2026 wird das erste Jahr, in dem allein Leo XIV. Papst ist
Am 6. Jänner 2026 endet mit der Schließung der Heiligen Pforte des Petersdoms das Heilige Jahr. Danach beginnt für den Vatikan unter Papst Leo XIV. faktisch ein neuer Zeitabschnitt. Zwar regiert der gebürtige US-Amerikaner schon seit seiner Wahl am 8. Mai 2025 den Vatikan und führt die katholische Weltkirche sowie die Diözese Rom. Doch das Heilige Jahr verlief in seiner inhaltlichen Ausgestaltung noch weitgehend nach den Vorgaben von Papst Franziskus.

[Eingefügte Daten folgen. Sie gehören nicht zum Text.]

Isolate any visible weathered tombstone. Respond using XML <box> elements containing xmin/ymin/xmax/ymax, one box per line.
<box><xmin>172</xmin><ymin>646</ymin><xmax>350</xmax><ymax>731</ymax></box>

Auch die erste Auslandsreise des Papstes in die Türkei zum Konzilsjubiläum von Nizäa hatte Leo XIV. noch von seinem Vorgänger "geerbt", ebenso wesentliche Teile des Lehrschreibens "Dilexi te" über die Liebe der Kirche für die Armen.
Im neuen Jahr kann sich die Öffentlichkeit hingegen auf "Leo pur" einstellen - und das gilt in Stilfragen ebenso wie inhaltlich und personell. Einen Vorgeschmack davon, wohin die Reise geht, wird die von ihm einberufene Kardinalsversammlung am 7. Jänner geben. Es wird allgemein erwartet, dass es bei dem Konsistorium "kollegialer" zugehen wird als in den letzten Jahren des Franziskus-Pontifikats. Und dass es im "Senat des Papstes" wieder echte Beratungen über anstehende Grundsatzfragen der Kirche geben wird.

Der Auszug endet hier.